Lucy Harrington, the Rocky Mountain region director for Westervelt Ecological Services, declined to say how much the company is charging for credits from the new 72.4-acre bank, citing variable pricing and bulk discounts.
But the Colorado Department of Transportation, which regularly buys credits from mitigation banks across the state, recently paid $200,000 for a credit from the new bank to help offset the impact of its Central 70 highway improvement project, said Becky Pierce, CDOT’s wetlands program manager.
To find potential mitigation bank sites, Westervelt staffers perform geographic information system (GIS) analyses that take into account a property’s proximity to streams, hydrology, oil and gas infrastructure, and proximity to other conserved properties, among other factors, Harrington said.
The company, which opened its newest regional office in Centennial in 2016, also looks at community-identified areas for wetland restoration and conservation, as was the case with the new Big Thompson confluence bank. Westervelt staff worked with the Middle South Platte River Alliance to understand local priorities and identify possible sites for the new bank. The alliance helped introduce Westervelt to the Allely family.
“It’s really a confluence of technical work, relationship-building and a little bit of luck, to be perfectly honest,” Harrington said.
Westervelt and other mitigation bankers often buy property outright. But in this case, Westervelt paid the Allely family an undisclosed amount to use their land for the mitigation bank and, in return, the Allelys protected the property in perpetuity with a conservation easement, which comes with its own tax benefits and incentives. Westervelt and the Allelys also established a long-term endowment for the site’s management with the National Fish and Wildlife Foundation.

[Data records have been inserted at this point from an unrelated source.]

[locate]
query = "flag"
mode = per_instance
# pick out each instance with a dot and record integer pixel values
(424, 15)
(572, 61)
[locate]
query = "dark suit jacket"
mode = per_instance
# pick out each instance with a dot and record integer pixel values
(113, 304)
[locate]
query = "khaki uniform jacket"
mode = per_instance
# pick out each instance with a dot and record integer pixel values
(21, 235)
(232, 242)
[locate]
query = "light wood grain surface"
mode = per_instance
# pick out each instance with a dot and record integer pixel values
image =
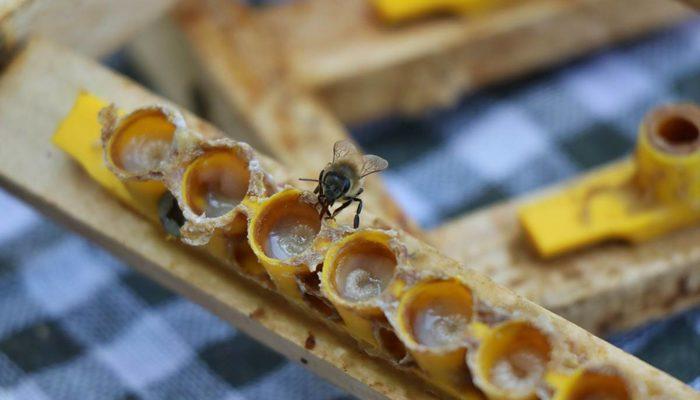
(363, 69)
(36, 91)
(38, 88)
(95, 27)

After creating a detailed plan and getting approval from regulatory agencies like the U.S. Army Corps of Engineers, U.S. Fish and Wildlife Service, Colorado Parks and Wildlife and others, Westervelt began work.
Credits going fast
The company has released its first round of credits, which includes 8.69 wetland acres and 115 functional feet of stream credits. So far, the company has sold more than half of the wetland credits, Harrington said.
“Any project, whether it’s a highway widening that may cross a river, home development that may affect ephemeral or perennial drainage, a Walmart parking lot that’s expanding, a pipeline going in, any of those development items that could impact wetlands and streams, instead of having to provide a wetland offset themselves can just come to us, write a check and just walk away,” Harrington said. “We take on all the liability of the site in perpetuity.”
Meanwhile, the Allely family knows that their property will never be developed and is instead being restored to its historical conditions. They can also still access the land under the conservation easement, which is held by the nonprofit land trust Colorado Open Lands.
Staff at Colorado Open Lands say they hope the success of the Big Thompson mitigation bank will inspire other landowners to conserve their land.
“It’s just another tool, another way for us to look at getting creative about protecting open space in Colorado,” said Carmen Farmer, conservation project manager with Colorado Open Lands. “Traditionally, we protect land throughout the state using state tax credits and federal tax deductions and incentives. Sometimes the traditional model doesn’t necessarily pencil out for landowners. This is another way for us to go about incentivizing landowners to help protect their properties and make sure they’re compensated for doing so.”